Literature provides no clear evidence of the effectiveness of rumble strips on the approach to a change in speed limit, roundabout or toll. However, research undertaken in the USA shows that continuous hard shoulder rumble strips, as are also used on motorways in the UK, can reduce single-vehicle run-off road accidents by approximately 20% (Griffith, 1999; Hanley et al., 2000).
Negatively, research shows that drivers proactively rely on these features to protect themselves against the effects of fatigue. Nordbakke & Sagberg (2007) found that 63% of surveyed drivers believed that rumble strips will wake a driver who has fallen asleep. This is despite a simulator study that found that the alerting effects of a rumble strip only lasted for up to five minutes before sleepiness returns (Anund et al., 2008).

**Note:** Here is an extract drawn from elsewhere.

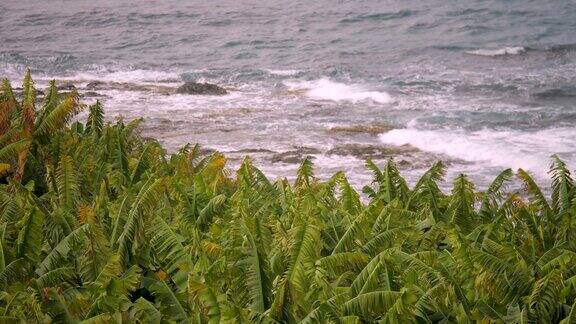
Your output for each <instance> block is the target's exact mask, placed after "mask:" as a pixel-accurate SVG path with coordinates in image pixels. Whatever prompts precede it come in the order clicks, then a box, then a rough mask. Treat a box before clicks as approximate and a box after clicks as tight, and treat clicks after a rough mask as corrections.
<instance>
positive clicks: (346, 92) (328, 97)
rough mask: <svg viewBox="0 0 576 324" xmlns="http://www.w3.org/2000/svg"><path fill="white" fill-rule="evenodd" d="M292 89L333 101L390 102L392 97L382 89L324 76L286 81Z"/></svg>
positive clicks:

Special focus on sleep apnoea
Sleep apnoea is a disorder where an individual has one or more pauses in breathing while asleep. Pauses can last from a few seconds to minutes, and may occur over 30 times an hour. It is usually a chronic condition that disrupts sleep and sleep quality. Studies in the USA, Australia and Sweden have indicated that Obstructive Sleep Apnoea (OSA) is prevalent in 12% to 17% of professional drivers (Talmage et al., 2008; Parkes et al., 2009; Howard et al., 2004; Carter et al., 2003).

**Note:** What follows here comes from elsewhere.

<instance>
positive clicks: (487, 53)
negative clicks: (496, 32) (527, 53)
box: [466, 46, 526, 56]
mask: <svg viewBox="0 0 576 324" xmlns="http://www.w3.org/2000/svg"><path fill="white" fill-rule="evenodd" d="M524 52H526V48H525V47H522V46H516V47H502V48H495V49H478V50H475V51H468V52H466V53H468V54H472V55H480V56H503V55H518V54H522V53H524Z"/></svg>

Estimates suggest that approximately 80% of people with the disorder are either unaware or do not seek diagnosis (Gibson, 2005; Finkel et al., 2009). Hack, Choi & Vijayapalan et al. (2001) identified that OSA can grossly fragment sleep, which in turn produces excessive daytime sleepiness that is likely to result increased road traffic accident rates.
Ellen et al. (2006) and George (2001) established that untreated OSA results in a higher accident risk, potentially two to three times higher than other drivers. Since around 25% of commercial motor vehicle drivers are estimated to suffer from OSA, organisations should seek to educate their drivers and carry out OSA screening programs to help reduce the effects of the condition.

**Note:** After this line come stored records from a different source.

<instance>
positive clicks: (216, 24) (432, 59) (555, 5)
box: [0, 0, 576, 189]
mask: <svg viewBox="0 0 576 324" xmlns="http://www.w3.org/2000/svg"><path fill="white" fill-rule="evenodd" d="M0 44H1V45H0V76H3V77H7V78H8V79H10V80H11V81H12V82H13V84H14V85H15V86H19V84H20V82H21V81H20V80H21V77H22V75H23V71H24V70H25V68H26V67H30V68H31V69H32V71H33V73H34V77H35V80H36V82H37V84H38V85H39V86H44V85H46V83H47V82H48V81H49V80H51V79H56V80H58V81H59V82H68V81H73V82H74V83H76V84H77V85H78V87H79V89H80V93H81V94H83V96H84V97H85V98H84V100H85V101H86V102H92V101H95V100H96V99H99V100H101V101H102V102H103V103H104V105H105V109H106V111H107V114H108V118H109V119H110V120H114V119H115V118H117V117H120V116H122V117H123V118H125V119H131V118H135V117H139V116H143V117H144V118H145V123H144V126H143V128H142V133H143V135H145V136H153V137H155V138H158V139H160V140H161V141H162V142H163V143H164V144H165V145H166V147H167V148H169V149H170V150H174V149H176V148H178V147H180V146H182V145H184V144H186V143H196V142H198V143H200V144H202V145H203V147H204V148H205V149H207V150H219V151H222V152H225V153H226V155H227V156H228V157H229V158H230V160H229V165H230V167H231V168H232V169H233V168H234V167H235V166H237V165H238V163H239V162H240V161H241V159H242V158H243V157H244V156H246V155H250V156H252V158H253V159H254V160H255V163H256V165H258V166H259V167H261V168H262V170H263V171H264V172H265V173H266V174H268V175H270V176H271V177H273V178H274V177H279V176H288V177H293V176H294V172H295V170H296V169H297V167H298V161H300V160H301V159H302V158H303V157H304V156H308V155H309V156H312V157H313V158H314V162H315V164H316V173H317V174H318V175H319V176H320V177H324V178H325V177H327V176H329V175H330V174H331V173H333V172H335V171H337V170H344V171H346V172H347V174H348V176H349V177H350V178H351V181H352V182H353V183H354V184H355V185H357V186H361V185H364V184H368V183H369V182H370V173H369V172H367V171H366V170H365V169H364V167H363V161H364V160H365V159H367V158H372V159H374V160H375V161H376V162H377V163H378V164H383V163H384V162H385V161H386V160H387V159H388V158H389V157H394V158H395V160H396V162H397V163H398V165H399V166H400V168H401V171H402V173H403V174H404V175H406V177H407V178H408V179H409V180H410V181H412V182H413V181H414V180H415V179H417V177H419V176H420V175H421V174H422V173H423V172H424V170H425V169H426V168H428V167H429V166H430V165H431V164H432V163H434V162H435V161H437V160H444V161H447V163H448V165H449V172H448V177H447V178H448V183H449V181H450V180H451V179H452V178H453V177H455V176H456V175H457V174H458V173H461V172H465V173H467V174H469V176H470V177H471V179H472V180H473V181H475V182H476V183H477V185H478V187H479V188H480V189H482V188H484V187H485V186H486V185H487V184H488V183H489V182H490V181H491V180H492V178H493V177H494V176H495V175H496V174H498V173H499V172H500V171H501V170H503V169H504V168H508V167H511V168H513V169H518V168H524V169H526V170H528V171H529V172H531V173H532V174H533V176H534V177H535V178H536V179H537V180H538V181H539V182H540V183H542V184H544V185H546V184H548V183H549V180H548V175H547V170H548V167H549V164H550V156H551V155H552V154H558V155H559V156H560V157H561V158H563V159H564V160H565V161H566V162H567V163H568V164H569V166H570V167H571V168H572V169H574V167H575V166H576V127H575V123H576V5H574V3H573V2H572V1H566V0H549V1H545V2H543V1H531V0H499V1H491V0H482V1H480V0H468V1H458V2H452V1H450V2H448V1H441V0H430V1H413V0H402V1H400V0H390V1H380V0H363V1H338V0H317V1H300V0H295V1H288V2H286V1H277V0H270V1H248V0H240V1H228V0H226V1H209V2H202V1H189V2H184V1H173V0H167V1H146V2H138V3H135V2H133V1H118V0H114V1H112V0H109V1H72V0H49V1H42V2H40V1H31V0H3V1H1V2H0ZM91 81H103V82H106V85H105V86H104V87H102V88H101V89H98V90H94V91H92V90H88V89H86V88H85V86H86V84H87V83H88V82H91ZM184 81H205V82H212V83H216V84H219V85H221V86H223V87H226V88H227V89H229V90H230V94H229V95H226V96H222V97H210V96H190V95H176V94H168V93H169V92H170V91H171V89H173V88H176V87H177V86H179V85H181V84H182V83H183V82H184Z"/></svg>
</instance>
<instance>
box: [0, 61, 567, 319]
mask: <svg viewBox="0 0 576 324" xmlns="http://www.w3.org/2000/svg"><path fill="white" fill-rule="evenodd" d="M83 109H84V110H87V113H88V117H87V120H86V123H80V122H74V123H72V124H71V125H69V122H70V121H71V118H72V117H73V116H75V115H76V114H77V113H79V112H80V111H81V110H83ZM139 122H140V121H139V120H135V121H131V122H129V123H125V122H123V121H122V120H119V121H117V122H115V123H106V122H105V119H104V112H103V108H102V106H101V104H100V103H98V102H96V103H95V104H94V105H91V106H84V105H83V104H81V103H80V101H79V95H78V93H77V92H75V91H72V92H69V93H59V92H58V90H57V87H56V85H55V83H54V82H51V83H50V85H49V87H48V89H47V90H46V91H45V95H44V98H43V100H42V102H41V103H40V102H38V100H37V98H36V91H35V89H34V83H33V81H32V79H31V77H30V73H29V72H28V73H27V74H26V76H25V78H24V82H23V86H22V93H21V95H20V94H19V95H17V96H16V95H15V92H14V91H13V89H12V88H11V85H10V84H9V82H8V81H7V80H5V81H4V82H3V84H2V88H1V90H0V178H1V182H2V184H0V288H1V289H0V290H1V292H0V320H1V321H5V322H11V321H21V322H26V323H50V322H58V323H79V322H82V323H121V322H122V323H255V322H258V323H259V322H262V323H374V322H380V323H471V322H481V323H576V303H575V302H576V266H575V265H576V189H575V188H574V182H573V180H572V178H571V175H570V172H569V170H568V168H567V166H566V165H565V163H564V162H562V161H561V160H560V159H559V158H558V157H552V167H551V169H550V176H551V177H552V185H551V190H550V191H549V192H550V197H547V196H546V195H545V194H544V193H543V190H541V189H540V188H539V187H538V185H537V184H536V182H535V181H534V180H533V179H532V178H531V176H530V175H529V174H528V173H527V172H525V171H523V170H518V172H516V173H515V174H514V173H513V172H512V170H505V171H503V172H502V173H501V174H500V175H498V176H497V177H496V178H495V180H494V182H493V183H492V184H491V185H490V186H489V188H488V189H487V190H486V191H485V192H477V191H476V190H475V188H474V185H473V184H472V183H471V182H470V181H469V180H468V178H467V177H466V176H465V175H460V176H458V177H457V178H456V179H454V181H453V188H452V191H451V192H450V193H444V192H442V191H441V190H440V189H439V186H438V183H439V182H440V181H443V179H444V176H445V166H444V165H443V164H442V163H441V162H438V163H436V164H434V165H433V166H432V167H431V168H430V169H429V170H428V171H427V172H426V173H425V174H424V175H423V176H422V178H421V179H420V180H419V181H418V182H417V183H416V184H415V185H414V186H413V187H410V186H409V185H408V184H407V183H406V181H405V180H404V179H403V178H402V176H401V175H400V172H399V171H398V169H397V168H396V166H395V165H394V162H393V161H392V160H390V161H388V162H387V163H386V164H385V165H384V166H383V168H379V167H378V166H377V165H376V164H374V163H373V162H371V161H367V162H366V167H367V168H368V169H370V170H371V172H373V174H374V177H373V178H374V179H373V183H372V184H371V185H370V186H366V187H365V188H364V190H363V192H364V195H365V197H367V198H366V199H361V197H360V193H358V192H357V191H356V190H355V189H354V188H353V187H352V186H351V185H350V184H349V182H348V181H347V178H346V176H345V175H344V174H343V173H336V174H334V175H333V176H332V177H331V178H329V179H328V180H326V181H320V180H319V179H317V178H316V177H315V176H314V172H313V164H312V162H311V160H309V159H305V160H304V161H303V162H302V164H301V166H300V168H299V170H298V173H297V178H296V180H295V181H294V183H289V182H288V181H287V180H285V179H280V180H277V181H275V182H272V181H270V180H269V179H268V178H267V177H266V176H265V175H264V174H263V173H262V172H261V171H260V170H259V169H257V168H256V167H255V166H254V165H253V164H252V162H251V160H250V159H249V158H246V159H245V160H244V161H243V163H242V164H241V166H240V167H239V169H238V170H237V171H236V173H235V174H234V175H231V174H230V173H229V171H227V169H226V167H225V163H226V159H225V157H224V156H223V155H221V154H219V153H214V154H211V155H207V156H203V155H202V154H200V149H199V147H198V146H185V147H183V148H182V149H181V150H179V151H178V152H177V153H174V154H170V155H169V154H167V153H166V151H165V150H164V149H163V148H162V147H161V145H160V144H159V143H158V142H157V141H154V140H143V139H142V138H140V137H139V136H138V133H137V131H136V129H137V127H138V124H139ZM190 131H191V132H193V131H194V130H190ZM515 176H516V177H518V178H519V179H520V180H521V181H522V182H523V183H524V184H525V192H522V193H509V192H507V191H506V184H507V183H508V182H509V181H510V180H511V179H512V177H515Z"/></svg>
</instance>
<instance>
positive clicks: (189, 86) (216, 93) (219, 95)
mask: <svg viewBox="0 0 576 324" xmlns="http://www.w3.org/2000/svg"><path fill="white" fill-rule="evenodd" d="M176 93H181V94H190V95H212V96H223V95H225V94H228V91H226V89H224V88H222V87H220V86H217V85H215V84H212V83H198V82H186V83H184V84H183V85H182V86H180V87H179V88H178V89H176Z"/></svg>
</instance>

Continuous positive airway pressure (CPAP), a treatment that uses mild air pressure, via a ventilator, to keep the airways open, has consistently been proven to improve driving performance and reduce accident risk by reducing daytime sleepiness with two to seven days of treatment (Ellen et al., 2006; Tregear, Reston, Schoelles & Phillips, 2010). Despite the success of CPAP, studies have shown that approximately 25% of patients with OSA discontinue therapy in the long-term (de Zeeuw et al., 2007).
Gaps in the evidence
Despite the growing concern for driver fatigue in Great Britain there are a number of limitations or gaps in the evidence. The key areas include:
An accurate calculation of the driver fatigue problem.
The current prevalence of driver fatigue in all injury classifications.
The level of restorative sleep required to re-establish sustainable levels of cognitive and motor function performance.
The need for independent studies to evaluate the utility, costs and benefits of sleep detection devices to determine suitability for managing driver fatigue across the UK.